By: Maggie A. Khuu and Dr. Jenna Koschnitzky, Director of Research Programs
Aqueductal stenosis, a narrowing of the cerebral aqueduct that blocks the flow of cerebrospinal fluid (CSF) between the third and fourth ventricles, can lead to the development of hydrocephalus. In infants that suffer from this condition, two common treatment options are available: implantation of a shunt or an endoscopic third ventriculostomy (ETV). In the ETV procedure, an endoscope is used to puncture the membrane in the floor of the third ventricle and create a pathway to allow CSF to flow out into the ventricular space.
The International Infant Hydrocephalus Study (IIHS), composed of more than twenty different medical centers from around the world, pooled together data to better understand how aqueductal stenosis patients (<24 months old) fared with ETV treatment compared to shunt treatment. They wanted to know whether patient outcomes at five years of age were more successful with initial ETV treatment over initial shunt treatment. While the five year outcome results are still pending, preliminary results at 3 years revealed that patients that received initial shunt implantation had lower risk for failure compared to patients that received initial ETVs (20.9% shunts vs. 35.9% ETV). Failure was defined as need for need for repeat CSF diversion procedures (either ETV or shunt) or death due to hydrocephalus. ETV failure can be attributed to the closure of the hole in the floor of the third ventricle or a subsequent blockage by other cells/tissue.
However, does ETV failure affect subsequent treatment outcomes? After ETV failure, patients have the option to undergo a repeat ETV or undergo shunt implantation. Researchers from the IIHS sought to determine whether or not previous ETV treatment had a positive effect on shunt implantation. It has been hypothesized that previous ETV can have a protective effect on shunt insertion with some researchers advocating for simultaneous ETV and shunt treatments.
At this time, the IIHS reported was that there was no significant difference in failure outcomes with shunts implanted after a failed ETV compared to shunts placed as the initial CSF diversion procedure.
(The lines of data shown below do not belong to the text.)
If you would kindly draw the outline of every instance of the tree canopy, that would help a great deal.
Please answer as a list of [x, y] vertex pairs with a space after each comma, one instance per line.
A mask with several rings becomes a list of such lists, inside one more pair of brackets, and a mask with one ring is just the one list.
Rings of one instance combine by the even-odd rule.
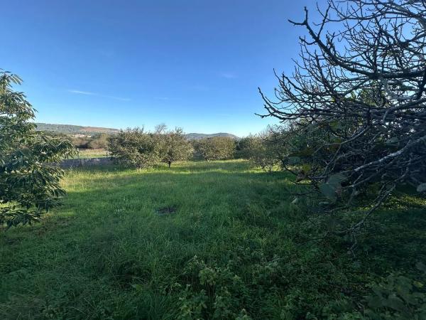
[[65, 195], [53, 164], [75, 152], [66, 139], [36, 131], [35, 110], [16, 75], [0, 70], [0, 225], [37, 221]]

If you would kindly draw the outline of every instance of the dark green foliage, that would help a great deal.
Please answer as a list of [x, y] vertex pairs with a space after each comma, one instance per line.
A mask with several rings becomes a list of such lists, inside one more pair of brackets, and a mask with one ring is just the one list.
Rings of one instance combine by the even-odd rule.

Their findings indicate that initial ETV treatment neither benefits nor worsens subsequent shunt implantation.
However, it is important to note that these results were limited to a very small sampling of patients and only in infants with aqueductal stenosis. It is not yet known whether these results are applicable to broader populations of hydrocephalus patients. These limitations call for a larger study to be established to better determine how widely their findings may apply.